Japan holds first hacking contest backed by government
Posted on 05 February 2013.
Despite being one of the greater world economies and being technologically advanced as few others, Japan has woken up to the reality of cyber crime relatively late.

The highly publicized compromise of Japanese Parliament's computers and successful confidential data exfiltration, as well as the Japanese defense contractor hack and the compromise of the Japanese Agriculture, Forestry, and Fisheries Ministry networks were probably the breaking point that made the government realize that they will not be spared by attackers.

Add to this the recent maritime dispute between Japan and China over a group of Japanese islands and the fact that China is widely considered to be one of the most active nations when it comes to cyber espionage, it's easy to see what finally spurred them on to make an effort to jumpstart the nation's cyber defensive capabilities and pass laws that will criminalized malware creation and distribution.

Among the results of this push is also the first-ever government-sanctioned hacking contest held last weekend in Japan, PC Mag reports.

The competitions saw nine teams of four - all winners from previously held regional rounds - trying to outdo each other in data theft and code decryption.
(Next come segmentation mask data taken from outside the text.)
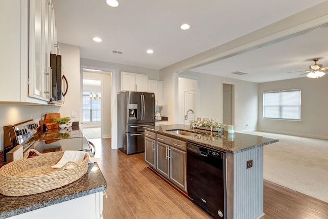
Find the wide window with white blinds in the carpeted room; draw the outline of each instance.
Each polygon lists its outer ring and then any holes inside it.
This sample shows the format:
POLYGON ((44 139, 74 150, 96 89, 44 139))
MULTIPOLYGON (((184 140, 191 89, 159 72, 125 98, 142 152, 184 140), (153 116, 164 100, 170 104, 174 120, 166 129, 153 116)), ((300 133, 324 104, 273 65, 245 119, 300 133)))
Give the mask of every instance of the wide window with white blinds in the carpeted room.
POLYGON ((301 91, 263 93, 263 118, 301 120, 301 91))

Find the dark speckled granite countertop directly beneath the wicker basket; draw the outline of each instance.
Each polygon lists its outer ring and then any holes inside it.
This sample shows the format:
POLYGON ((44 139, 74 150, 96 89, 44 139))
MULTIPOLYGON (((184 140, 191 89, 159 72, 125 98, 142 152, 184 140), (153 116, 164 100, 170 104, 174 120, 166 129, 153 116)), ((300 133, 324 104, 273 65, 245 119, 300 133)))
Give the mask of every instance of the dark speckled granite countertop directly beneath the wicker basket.
POLYGON ((88 172, 77 181, 33 195, 5 196, 0 194, 0 218, 7 218, 61 202, 103 191, 107 184, 98 165, 89 164, 88 172))

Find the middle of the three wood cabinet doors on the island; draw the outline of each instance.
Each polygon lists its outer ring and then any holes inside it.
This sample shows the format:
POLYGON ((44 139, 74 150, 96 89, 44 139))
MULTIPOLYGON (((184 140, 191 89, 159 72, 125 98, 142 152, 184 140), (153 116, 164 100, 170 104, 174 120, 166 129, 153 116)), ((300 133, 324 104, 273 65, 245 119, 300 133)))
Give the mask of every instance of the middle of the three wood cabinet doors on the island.
POLYGON ((165 177, 169 177, 169 146, 156 142, 156 171, 165 177))

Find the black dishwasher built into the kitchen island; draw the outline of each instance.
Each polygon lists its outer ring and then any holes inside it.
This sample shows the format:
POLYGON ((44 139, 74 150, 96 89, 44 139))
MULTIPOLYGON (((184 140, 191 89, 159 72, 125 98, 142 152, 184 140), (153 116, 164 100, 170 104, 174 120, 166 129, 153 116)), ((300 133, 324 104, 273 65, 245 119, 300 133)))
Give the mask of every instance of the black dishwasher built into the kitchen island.
POLYGON ((215 218, 227 218, 227 153, 188 143, 187 188, 189 199, 215 218))

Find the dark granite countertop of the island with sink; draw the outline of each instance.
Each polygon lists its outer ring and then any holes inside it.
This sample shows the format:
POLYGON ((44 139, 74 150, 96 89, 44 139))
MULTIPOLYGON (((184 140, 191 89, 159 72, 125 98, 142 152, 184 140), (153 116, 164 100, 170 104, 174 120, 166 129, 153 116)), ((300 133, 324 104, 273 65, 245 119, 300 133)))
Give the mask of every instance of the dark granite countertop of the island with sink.
POLYGON ((164 125, 164 126, 147 126, 146 130, 153 131, 169 137, 174 137, 182 141, 193 142, 196 144, 204 145, 216 150, 226 151, 230 153, 242 152, 256 147, 278 142, 277 138, 257 136, 244 133, 228 134, 227 131, 211 132, 200 129, 195 129, 199 132, 196 135, 180 135, 166 130, 169 129, 184 129, 191 130, 187 125, 164 125))

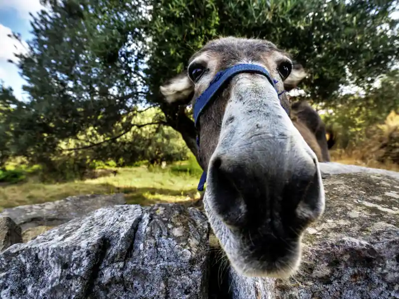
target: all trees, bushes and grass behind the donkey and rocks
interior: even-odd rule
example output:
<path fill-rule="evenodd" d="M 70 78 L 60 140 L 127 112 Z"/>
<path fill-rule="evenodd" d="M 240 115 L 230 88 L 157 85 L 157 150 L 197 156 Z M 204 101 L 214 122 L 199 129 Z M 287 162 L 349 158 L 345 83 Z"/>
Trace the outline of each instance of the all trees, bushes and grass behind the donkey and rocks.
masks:
<path fill-rule="evenodd" d="M 141 202 L 140 184 L 153 197 L 162 183 L 173 185 L 165 198 L 199 196 L 194 123 L 159 86 L 220 35 L 266 38 L 294 55 L 309 75 L 292 100 L 305 98 L 334 128 L 334 159 L 398 169 L 397 0 L 42 3 L 28 54 L 10 61 L 28 100 L 0 83 L 1 206 L 115 190 Z"/>

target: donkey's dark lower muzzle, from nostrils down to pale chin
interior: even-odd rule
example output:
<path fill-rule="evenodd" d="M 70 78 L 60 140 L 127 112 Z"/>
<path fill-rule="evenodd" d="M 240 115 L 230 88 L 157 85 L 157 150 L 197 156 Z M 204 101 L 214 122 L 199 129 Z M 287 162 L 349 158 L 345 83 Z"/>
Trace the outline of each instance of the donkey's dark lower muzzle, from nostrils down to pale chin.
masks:
<path fill-rule="evenodd" d="M 317 218 L 303 200 L 318 198 L 318 188 L 310 186 L 318 185 L 316 167 L 283 184 L 248 171 L 245 163 L 223 170 L 220 158 L 214 161 L 204 207 L 233 268 L 245 276 L 291 275 L 300 263 L 303 230 Z"/>

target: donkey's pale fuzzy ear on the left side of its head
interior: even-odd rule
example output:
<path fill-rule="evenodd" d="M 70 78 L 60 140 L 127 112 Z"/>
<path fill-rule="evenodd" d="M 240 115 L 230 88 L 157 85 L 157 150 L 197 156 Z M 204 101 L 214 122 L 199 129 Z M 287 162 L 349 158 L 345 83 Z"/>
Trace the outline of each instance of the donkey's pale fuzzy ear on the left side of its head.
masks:
<path fill-rule="evenodd" d="M 169 104 L 189 104 L 192 98 L 191 95 L 194 92 L 194 84 L 187 72 L 183 72 L 167 80 L 160 87 L 160 91 L 164 95 L 165 101 Z"/>

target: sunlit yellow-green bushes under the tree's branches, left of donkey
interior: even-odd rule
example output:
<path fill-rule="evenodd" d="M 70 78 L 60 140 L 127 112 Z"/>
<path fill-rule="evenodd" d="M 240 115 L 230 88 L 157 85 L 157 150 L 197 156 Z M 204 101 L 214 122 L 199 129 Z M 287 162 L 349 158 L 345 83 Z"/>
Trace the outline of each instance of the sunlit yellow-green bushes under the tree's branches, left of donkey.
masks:
<path fill-rule="evenodd" d="M 157 115 L 156 109 L 147 110 L 133 118 L 136 124 L 148 124 Z M 83 179 L 100 167 L 137 166 L 141 161 L 160 164 L 162 161 L 185 160 L 188 149 L 179 134 L 164 125 L 148 125 L 134 128 L 112 142 L 89 129 L 86 136 L 91 140 L 68 139 L 59 144 L 57 153 L 41 157 L 36 163 L 43 165 L 41 179 L 62 181 Z M 91 147 L 93 143 L 101 143 Z M 86 147 L 90 147 L 85 149 Z M 76 148 L 82 148 L 75 150 Z"/>

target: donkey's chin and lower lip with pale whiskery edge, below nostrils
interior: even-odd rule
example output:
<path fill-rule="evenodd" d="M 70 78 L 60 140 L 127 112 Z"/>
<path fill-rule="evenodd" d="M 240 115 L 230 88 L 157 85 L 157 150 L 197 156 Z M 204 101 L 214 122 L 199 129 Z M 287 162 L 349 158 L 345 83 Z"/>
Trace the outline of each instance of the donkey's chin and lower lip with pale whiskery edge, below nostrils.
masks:
<path fill-rule="evenodd" d="M 246 277 L 288 278 L 294 275 L 301 263 L 301 239 L 279 240 L 271 249 L 268 241 L 271 238 L 262 234 L 244 233 L 225 224 L 209 205 L 209 197 L 203 198 L 205 214 L 210 226 L 219 240 L 230 266 L 238 275 Z M 275 241 L 275 237 L 272 239 Z M 274 243 L 273 241 L 270 244 Z M 270 252 L 282 253 L 272 256 Z"/>

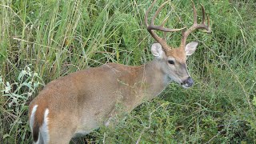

The final round was between the best two teams, and the winner was a team of IT security workers from Tokyo.

"We need this kind of contest to fight back and survive," commented Mashahiro Uemura from Japan's Economy Ministry office for IT Security Policy, adding that this and other similar contest are and will be aimed at building a pool of cybersecurity specialists that will help defend the nation's cyber resources from all attackers.

Previously such contest were avoided because it was thought they would encourage cyber crime.